Now it is time to consider the final bunch. What these remaining authorities all had in common was no local agreement on proposed names, leaving a series of squabbles of varying degrees of intensity. There were eleven decisions that proved particularly tricky and I tell the story of each of these later on – this means that our final chapter is quite long and I won’t be offended if you skip to the Borough which interests you most!

Dramatis personae

But first, there are a number of names that keep reappearing in the tale below. Rather than keep reintroducing them, here is a reminder of the principal cast:

  • Sir Keith Joseph – Cabinet Minister with responsibility for the Ministry of Housing and Local Government, appointed to the role after the (in)famous Night of the Long Knives.
  • Frederick (Fred) Corfield – Joint Parliamentary Secretary at the Ministry.
  • Dame Evelyn Sharp – Permanent Secretary at the Ministry.
  • Ronald Brain and C.J. Pearce – civil servants at the Ministry.

Suggestions emerge

On 30 August 1963, about ten weeks after the starting pistol had been fired on the naming process, Ronald Brain was able to write to Keith Joseph with three categories of suggestions (1). The first was a set of firm proposals for eight of the Boroughs (with the implication that these names might be imposed by the Minister); the second was a list of four strong Ministry preferences for which a limited consultation was proposed; and the final was a group of five slight preferences which would be opened up to further comment.

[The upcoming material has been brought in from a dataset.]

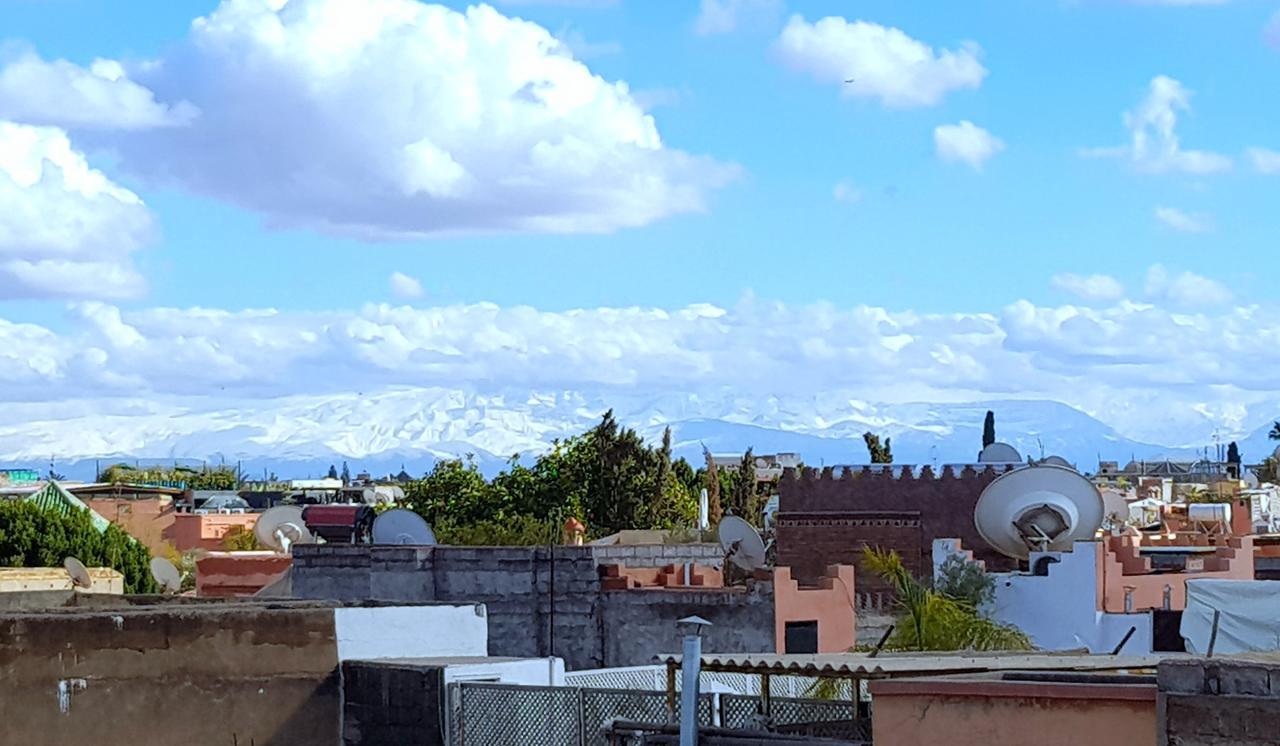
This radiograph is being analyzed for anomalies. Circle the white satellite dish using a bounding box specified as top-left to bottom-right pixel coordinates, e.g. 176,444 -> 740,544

The first group of eight firm proposals was as follows:

  • Islington for the Finsbury/Islington grouping.
  • Lambeth for the grouping which comprised the old Borough of Lambeth and part of Wandsworth. This was considered to be fairly uncontroversial as the name Wandsworth would be retained for the neighbouring borough.
  • Walthamstow for the Walthamstow/Chingford/Leyton grouping.
  • Bexley for the Bexley/Crayford/Erith/Chislehurst & Sidcup (part) grouping. The local debate here seems to have been between the names of Bexley and Bexleyheath.
  • Bromley for the Bromley/Beckenham/Orpington/Penge/Chislehurst & Sidcup (part) grouping. Locally, Beckenham, Orpington and Penge favoured “Ravensbourne” (making a second appearance, as this had also been offered by Deptford).
  • Sutton for the Sutton & Cheam/Carshalton/Beddington & Wallington grouping. These local authorities really couldn’t agree among themselves and had alighted on the names of Sutton, Carshalton and Wallington respectively (although Beddington & Wallington would later offer “Sutton-Carew” as a compromise).
  • Hounslow for the Brentford & Chiswick/Heston & Isleworth/Feltham grouping. The local Joint Committee had put forward “Osterley” as a proposal, a name which Brain concluded had “no charm”, while “Brentford” was also considered, given its historical associations.
  • Lewisham for the Lewisham/Deptford grouping, which I dealt with last time round, so won’t cover further here.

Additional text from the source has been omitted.